Feature suggestion - Morphological Analysis

hillel · July 7, 2008, 10:47pm

Hi LingQ team,

This suggestion is for Russian, but might be a good idea for other languages as well. The basic idea is to index all of the single words in your transcripts by base form instead of by the inflected (surface) form (you’ll need a Russian stemmer, I don’t know if there is such a thing avaliable for free though).

The scenario goes like this: lets say I have 1000 words in my vocabulary and I now open a new transcript, LingQ will get the base forms for my 1000 words, and then match them against the indexed base forms for the new document and mark all the matches.

In a language with rich morphology like Russian, you currently don’t mark many of the words I’m working on yellow, because they appear in the text with minor morphological changes, this feature is designed to solve this problem. Also, it will yield better approximation of the ‘new words’ count for a transcript.

steve · July 7, 2008, 11:07pm

This is a subject that comes up regularly. I am studying Russian. I treat my known words number as an indicator of progress, not as an absolute. I treat each form of a word as a new word, in terms of how it is used. The fact that I may save many forms of the same word, actually helps me eventually learn it.

Nevertheless the whole question of how we deal with words, word forms, and word families will be looked at in the future, when we get a lot of other issues settled.

That said, I greatly appreciate your input and active participation. We can’ always respond right away to all ideas.

hillel · July 8, 2008, 6:30am

Thanks for the fast reply!

typikon · July 21, 2010, 2:28am

I really agree with this suggestion. I would use this resource but when I open up something new, half the words are marked as new, when in fact they’re not. If a good Russian vocabulary has 15 to 20000 words, and each russian word has between 12 (nouns) and 20 forms, we’re talking about hundreds of thousands of “clicks”. It’s too much. In addition, the vocabulary feature ends up needing heavy editing, etc.

steve · July 21, 2010, 3:34am

We have been around this subject many times. LingQ is what it is.

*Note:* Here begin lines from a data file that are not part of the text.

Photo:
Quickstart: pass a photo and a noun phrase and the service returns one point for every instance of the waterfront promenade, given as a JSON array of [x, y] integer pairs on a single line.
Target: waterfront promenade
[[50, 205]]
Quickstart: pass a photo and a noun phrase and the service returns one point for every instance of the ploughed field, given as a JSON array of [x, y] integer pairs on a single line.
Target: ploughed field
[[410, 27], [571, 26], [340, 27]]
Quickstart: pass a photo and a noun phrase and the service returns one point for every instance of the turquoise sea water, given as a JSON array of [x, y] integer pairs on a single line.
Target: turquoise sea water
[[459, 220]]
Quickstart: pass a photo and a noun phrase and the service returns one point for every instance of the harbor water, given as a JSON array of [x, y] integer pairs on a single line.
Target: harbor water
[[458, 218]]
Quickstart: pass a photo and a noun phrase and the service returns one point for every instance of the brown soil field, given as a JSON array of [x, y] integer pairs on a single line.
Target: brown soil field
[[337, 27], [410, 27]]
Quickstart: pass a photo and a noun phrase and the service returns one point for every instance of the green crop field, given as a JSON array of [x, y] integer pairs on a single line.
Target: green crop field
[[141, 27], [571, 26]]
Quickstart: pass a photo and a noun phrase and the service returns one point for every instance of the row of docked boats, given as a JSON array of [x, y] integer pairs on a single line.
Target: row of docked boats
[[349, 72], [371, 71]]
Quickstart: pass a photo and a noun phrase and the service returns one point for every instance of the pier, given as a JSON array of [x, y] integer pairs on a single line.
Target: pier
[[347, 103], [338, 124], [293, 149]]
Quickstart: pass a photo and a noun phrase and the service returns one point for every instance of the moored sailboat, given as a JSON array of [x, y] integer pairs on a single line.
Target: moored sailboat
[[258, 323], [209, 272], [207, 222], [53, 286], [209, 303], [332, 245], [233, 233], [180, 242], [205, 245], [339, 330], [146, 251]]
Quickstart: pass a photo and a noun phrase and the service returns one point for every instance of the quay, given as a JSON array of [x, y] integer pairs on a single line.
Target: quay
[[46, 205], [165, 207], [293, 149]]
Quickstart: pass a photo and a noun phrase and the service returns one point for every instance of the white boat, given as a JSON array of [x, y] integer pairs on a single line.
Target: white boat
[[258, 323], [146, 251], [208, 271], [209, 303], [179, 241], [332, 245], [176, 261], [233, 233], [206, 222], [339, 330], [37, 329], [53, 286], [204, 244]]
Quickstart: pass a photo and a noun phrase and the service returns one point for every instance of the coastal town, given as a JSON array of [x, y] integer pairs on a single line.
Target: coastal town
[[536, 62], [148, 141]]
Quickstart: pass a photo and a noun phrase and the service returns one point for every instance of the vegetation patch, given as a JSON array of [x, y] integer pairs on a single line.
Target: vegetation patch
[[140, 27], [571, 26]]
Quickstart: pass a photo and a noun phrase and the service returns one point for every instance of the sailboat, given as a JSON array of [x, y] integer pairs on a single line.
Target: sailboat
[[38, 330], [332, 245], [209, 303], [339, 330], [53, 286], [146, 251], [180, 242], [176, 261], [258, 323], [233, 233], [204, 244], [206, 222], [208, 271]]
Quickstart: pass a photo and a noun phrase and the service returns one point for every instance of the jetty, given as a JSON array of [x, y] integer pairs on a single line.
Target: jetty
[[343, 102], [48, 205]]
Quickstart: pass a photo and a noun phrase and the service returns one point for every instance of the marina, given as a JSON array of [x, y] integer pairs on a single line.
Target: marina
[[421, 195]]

Each form of the word is a different term. You can LingQ or just let it go by and make it known by clicking " I know all" when you are done with the lesson. I personally tend to save more than one form of a word in Russian and I find it helps me. I have mostly learned Russian on LingQ and am satisfied. There are certainly not hundreds of thousands of clicks, nor is there any need for heavy editing.

nobody · July 21, 2010, 9:21am

I use this tool for Russian morphological analysis: http://starling.rinet.ru/cgi-bin/morphque.cgi?flags=endnnnn.

The problem is that it throws in apostrophes to show stress, which you then have to take out by hand if you are copying and pasting into a LingQ lesson. If anyone knows of a conjugator that just returns plain text I could be interested.

I generally LingQ and learn words in 3 forms.
Verb: imperative, infinitive and masc past participle
Adjective: masculine, feminine and neuter nominative singular
Noun: nominative singular, nominative plural and genitive plural.

Not for any particularly scientific reason, I just like things that come in threes.

Greg_Morris · October 11, 2014, 3:42pm

Perhaps a more modest suggestion along the same lines. A place to store the dictionary/lexical form and a place to store parsing information. An easy way to copy previously entered hints for the same lexical form. Perhaps this could be implemented so that once a user has identified the lexical form it would automatically pull up any previously entered hints and notes. Also a method to allow a user to edit all hints for a give lexical form would be helpful.

nobody · October 13, 2014, 4:40am

Yup, this is something we were discussing earlier last week We’re working on some other stuff at the moment, but we do hope to tackle this issue in the near future, and your suggestions above should come into hand when we are ready to take this one on.